Once the pages are printed and dried, the pages are folded and collated into signatures and bound. For some books, this step can easily take more time then all the other steps. For others, such as the single signature chapbooks, it's a breeze. I often sit with a little table watching football and stitching books. Some people knit, I sew books. Then comes the most difficult step of all-trying to find people to buy them. Because the edition size is so small, 100 to 500 copies, and because these books are just not like mass-market paperbacks, they rarely find their way into bookstores. That's just fine. But, because of this, the burden of handselling is taken up, in part, by the authors themselves. The press does its share by printing announcements and getting the word out, but it is crucial that the authors do some readings and literally carry their books to their readers.

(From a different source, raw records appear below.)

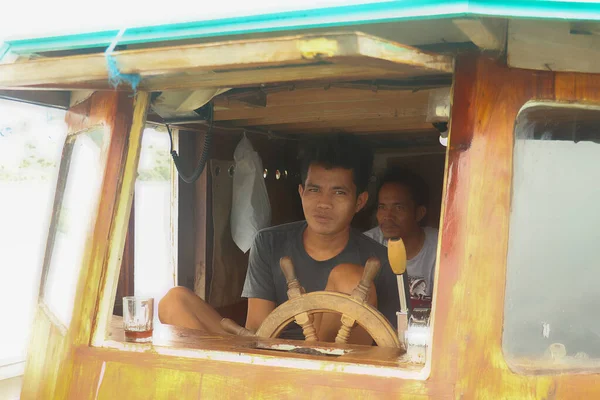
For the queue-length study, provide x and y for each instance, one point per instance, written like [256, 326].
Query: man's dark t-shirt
[264, 279]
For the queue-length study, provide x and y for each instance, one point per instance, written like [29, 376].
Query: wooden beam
[550, 46]
[197, 65]
[57, 99]
[333, 108]
[487, 34]
[374, 125]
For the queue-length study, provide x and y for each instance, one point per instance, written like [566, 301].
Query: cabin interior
[391, 118]
[402, 110]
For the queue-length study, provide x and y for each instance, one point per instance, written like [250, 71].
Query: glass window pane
[31, 139]
[84, 159]
[552, 294]
[154, 262]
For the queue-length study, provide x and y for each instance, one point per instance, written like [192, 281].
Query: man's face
[397, 214]
[329, 199]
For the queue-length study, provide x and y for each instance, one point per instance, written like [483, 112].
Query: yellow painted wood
[121, 217]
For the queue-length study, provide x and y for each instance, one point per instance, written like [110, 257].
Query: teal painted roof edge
[388, 11]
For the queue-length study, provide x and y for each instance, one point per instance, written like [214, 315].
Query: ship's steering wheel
[301, 306]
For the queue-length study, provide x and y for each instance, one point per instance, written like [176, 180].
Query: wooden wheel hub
[301, 306]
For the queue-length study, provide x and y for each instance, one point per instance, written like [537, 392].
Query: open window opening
[396, 123]
[31, 139]
[549, 326]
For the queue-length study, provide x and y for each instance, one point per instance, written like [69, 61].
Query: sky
[27, 18]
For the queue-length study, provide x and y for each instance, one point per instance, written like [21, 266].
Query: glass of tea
[138, 313]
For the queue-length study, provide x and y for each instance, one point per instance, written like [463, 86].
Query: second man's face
[397, 214]
[329, 199]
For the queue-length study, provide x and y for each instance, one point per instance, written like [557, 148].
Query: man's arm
[259, 287]
[258, 310]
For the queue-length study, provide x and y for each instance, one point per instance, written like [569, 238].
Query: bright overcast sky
[38, 18]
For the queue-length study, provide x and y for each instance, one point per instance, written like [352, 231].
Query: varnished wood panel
[49, 376]
[470, 282]
[233, 63]
[466, 355]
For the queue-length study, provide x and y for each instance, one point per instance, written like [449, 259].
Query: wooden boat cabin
[496, 106]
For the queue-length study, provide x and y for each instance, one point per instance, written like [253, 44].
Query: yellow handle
[397, 256]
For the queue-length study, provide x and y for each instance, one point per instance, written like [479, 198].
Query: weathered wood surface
[323, 109]
[233, 63]
[466, 359]
[50, 364]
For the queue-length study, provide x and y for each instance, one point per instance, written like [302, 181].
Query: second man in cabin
[402, 203]
[327, 253]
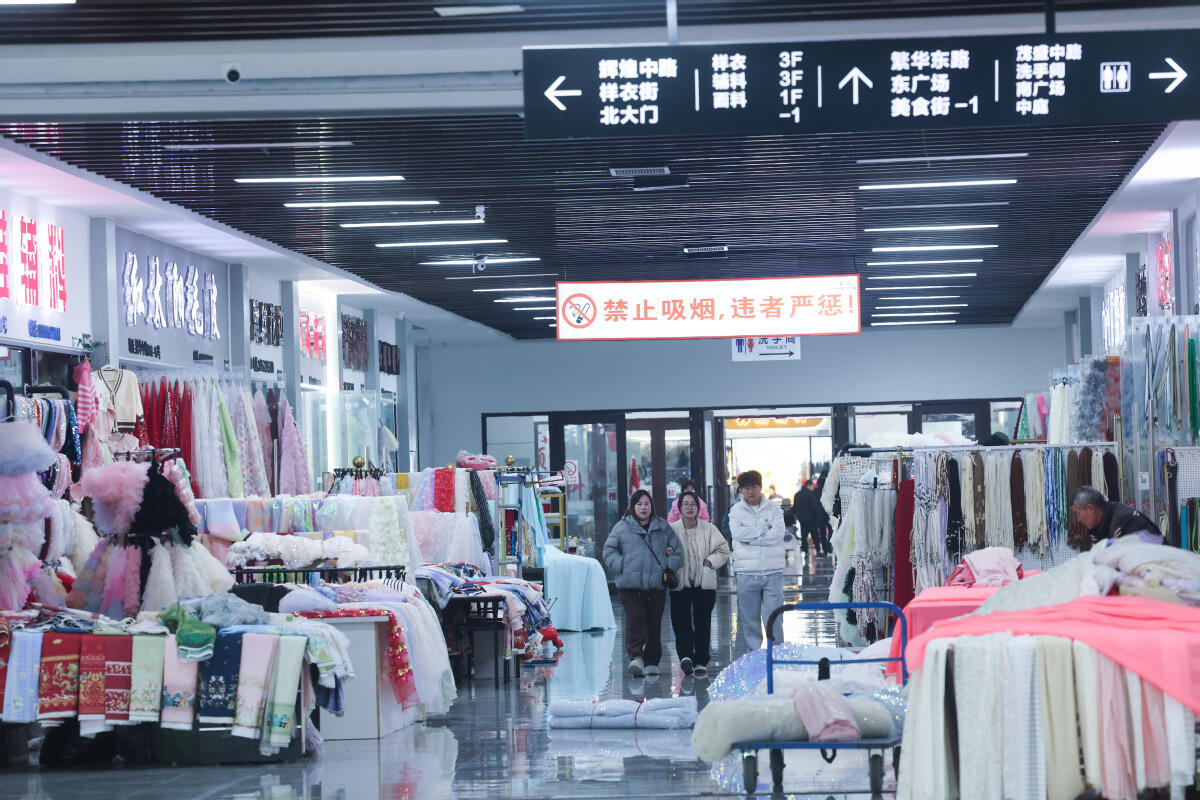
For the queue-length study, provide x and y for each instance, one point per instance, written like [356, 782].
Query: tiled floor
[496, 744]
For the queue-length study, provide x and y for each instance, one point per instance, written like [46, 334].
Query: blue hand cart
[875, 747]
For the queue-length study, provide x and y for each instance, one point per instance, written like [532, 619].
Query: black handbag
[670, 579]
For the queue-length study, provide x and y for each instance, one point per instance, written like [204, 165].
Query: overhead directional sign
[862, 85]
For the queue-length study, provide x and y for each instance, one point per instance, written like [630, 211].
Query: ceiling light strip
[989, 181]
[906, 160]
[450, 242]
[321, 179]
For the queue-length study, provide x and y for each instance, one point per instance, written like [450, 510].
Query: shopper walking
[642, 554]
[688, 486]
[705, 552]
[810, 517]
[759, 558]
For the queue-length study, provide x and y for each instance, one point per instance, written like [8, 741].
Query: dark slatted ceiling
[784, 205]
[147, 20]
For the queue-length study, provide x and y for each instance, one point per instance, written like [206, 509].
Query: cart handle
[783, 609]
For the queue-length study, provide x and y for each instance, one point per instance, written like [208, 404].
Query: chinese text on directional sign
[700, 310]
[862, 85]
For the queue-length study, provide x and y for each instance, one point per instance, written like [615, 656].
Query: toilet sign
[766, 349]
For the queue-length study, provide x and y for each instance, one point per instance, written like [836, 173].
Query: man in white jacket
[759, 559]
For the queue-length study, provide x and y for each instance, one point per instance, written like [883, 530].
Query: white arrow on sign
[1176, 76]
[856, 76]
[553, 92]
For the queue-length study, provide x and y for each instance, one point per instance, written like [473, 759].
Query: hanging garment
[1017, 498]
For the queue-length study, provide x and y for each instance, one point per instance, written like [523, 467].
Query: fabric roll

Beyond the truly satisfying labors of book design, the meticulous setting of type by hand, the slow repetitions of printing, and the solace of binding-the poems and their words which I grow so familiar with day by day, the unfolding study of the history of printing, and the friendships made with poets and other printers are a continuing reward. This is what sustains me, this learning, this richness of experience. I find I'm more excited by each next book, by the sheer possibility that dwells in this equipment and the knowledge of this craft. The current and upcoming projects include collections by local poets Diane Jarvenpa, Joyce Sutphen, and Louis Jenkins, as well as a short story by Barry Lopez and a bibliography and tribute to Ox Head Press. What could be better than that?